If you're thinking about buying a home or refinancing, now is a fantastic time to be looking. Today, January 16, 2026, mortgage rates have seen a significant drop, with the average 30-year fixed mortgage rate now sitting at 6.06%. This is a welcome change from this time last year when rates were hovering over 7%, marking a substantial decrease of 98 basis points. This downward trend has already sent a positive ripple through the market, evidenced by a considerable uptick in mortgage applications.
These kinds of drops are what many potential homeowners have been waiting for. It's not just a minor blip; it's a tangible shift that can make a real difference in monthly payments and overall affordability. It’s always smart to shop around for lenders, but the current environment makes that especially rewarding.
Today’s Mortgage Rates, Jan 16: Big Drop Means Huge Savings for Homebuyers
Key Takeaways:
- Rates are significantly lower year-over-year, especially for 30-year fixed mortgages.
- Market activity is up, showing buyer and refinancer confidence.
- Policy decisions and economic outlook are the primary drivers.
- Various loan types offer different benefits and risks, so understand your options.

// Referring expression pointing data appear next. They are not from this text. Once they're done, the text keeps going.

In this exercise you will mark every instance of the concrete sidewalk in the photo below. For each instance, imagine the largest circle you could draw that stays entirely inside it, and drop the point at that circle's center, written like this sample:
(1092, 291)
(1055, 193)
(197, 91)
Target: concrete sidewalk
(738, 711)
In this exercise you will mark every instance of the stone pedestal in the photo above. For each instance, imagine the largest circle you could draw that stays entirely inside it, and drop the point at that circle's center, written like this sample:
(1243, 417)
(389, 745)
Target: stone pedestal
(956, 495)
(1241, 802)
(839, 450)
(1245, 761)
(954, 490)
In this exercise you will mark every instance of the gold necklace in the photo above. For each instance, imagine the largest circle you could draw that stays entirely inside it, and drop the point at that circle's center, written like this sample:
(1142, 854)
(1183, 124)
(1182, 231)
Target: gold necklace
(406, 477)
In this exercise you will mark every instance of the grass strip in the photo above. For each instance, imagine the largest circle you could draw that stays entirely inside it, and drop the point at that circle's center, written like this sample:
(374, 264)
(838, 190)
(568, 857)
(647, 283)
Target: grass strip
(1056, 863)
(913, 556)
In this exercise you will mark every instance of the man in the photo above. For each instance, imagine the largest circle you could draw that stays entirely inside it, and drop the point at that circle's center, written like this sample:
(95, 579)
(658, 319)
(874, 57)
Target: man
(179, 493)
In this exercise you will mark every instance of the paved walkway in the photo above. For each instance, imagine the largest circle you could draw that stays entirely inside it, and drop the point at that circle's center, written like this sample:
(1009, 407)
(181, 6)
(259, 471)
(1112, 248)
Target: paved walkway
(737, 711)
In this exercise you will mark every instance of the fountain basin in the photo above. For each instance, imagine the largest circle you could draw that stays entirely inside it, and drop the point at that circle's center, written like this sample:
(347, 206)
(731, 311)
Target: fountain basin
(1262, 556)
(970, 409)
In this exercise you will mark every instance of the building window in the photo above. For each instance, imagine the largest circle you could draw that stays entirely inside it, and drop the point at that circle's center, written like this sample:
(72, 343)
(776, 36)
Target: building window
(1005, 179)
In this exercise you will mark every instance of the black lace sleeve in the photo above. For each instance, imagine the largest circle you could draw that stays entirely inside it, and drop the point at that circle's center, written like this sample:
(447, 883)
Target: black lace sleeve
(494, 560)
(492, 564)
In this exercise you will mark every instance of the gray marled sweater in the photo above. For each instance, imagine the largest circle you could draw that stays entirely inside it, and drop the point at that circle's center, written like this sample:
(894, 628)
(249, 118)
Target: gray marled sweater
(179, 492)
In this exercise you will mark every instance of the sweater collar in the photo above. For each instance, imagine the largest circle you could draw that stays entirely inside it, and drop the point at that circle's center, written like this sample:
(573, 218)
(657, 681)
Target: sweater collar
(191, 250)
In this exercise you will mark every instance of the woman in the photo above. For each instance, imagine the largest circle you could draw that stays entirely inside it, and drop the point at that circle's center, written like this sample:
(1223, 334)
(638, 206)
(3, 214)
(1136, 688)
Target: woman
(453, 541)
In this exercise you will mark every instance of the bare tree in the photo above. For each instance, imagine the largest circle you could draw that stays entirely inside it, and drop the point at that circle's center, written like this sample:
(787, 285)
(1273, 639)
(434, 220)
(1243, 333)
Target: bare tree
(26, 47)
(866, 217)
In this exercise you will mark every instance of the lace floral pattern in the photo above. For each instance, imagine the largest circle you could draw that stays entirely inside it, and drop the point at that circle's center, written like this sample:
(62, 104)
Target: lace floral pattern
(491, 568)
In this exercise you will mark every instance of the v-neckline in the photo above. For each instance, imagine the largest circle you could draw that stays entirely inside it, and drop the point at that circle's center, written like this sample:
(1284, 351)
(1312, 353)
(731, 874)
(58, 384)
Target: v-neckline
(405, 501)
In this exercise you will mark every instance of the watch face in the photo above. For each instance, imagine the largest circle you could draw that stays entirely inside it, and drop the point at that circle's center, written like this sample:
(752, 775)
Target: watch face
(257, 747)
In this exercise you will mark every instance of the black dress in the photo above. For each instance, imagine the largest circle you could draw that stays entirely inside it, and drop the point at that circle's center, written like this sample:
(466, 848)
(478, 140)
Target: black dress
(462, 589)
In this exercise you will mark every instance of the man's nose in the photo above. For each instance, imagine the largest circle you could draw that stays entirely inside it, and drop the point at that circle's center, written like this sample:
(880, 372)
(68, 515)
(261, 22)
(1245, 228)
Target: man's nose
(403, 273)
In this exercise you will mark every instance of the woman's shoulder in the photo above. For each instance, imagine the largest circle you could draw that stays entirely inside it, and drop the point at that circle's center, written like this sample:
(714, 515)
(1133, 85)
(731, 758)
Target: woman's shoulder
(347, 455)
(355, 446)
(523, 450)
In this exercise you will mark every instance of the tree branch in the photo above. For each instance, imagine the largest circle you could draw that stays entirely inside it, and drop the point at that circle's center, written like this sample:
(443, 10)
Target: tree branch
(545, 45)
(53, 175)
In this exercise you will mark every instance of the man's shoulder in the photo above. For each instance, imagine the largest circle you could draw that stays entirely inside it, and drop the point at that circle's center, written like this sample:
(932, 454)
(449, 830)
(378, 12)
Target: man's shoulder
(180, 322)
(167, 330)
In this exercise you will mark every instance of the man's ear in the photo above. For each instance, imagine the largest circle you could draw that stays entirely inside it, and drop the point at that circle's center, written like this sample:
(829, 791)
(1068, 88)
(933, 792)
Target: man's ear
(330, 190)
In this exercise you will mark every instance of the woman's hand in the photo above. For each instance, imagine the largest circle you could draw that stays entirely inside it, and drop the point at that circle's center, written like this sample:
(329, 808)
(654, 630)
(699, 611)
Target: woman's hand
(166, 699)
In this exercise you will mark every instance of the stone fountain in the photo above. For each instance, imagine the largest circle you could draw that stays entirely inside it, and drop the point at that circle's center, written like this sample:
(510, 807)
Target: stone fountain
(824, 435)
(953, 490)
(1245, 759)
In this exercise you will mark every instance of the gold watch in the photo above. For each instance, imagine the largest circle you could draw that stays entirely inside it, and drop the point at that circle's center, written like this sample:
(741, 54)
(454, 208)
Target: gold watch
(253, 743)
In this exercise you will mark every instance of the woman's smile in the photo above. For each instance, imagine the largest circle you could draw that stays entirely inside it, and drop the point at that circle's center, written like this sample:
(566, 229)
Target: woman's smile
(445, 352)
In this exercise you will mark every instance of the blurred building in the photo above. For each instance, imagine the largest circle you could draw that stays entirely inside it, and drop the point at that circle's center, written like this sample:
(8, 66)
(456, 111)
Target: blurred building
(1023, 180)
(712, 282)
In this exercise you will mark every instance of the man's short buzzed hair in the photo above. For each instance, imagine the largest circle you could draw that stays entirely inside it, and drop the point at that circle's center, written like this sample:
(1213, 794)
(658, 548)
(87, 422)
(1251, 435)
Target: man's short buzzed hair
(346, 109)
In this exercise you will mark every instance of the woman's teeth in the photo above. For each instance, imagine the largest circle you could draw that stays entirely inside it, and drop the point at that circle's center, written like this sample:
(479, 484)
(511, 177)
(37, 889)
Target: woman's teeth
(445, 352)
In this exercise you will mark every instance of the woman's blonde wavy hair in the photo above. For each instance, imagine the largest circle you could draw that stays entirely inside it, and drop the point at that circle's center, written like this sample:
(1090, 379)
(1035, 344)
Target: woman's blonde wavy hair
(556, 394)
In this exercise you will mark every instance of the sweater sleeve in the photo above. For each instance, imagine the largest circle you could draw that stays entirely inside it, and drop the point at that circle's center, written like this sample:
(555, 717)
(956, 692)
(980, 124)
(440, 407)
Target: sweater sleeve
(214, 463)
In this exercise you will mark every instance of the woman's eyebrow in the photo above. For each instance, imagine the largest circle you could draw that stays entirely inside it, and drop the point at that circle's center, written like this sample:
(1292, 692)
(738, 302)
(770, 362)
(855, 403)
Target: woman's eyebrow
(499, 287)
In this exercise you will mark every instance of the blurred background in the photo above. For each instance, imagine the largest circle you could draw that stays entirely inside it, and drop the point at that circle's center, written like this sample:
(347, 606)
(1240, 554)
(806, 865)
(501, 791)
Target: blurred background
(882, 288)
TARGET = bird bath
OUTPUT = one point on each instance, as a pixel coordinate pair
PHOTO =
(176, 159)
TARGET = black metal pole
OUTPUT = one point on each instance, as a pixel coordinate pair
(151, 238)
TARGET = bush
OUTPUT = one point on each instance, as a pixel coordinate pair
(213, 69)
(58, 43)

- Comparing lenders is essential to secure the best possible rate.
Let's dive a bit deeper into these figures, drawing from Freddie Mac's latest weekly data and Zillow's up-to-the-minute information.
According to Freddie Mac, as of the week ending January 15, 2026:
- 30-year fixed mortgage rate: Averaging 6.06%. This is down from 6.16% last week and a stark contrast to the 7.04% average a year ago.
- 15-year fixed mortgage rate: Currently at 5.38%, down from 5.46% last week and significantly lower than 6.27% a year ago.
- 5/1 ARM (Adjustable-Rate Mortgage) for refinance: Coming in at 6.33%.
Zillow provides an even more granular look at current rates, which can vary slightly but offer a valuable snapshot. Keep in mind these are national averages and often rounded.
Current Mortgage Rates (Purchase):
| Loan Type | Average Rate |
|---|---|
| 30-year fixed | 5.86% |
| 20-year fixed | 5.82% |
| 15-year fixed | 5.33% |
| 5/1 ARM | 6.11% |
| 7/1 ARM | 6.14% |
| 30-year VA | 5.46% |
| 15-year VA | 5.09% |
| 5/1 VA | 5.16% |
Current Mortgage Refinance Rates:
| Loan Type | Average Rate |
|---|---|
| 30-year fixed | 6.05% |
| 20-year fixed | 5.92% |
| 15-year fixed | 5.47% |
| 5/1 ARM | 6.39% |
| 7/1 ARM | 6.29% |
| 30-year VA | 5.41% |
| 15-year VA | 5.08% |
| 5/1 VA | 5.12% |
| 30-year FHA | 5.83% |
Why the Drop? Unpacking the Influences
It's not by accident that we're seeing these lower rates. Several factors are at play. A significant driver was President Trump's recent announcement that Fannie Mae and Freddie Mac would buy an additional $200 billion in mortgage-backed securities. This move is designed to inject liquidity into the market and, crucially, help lower interest rates. When these government-sponsored enterprises buy more mortgage-backed securities, it increases demand for them, which in turn tends to push down the yields investors receive – and those yields are closely tied to mortgage rates.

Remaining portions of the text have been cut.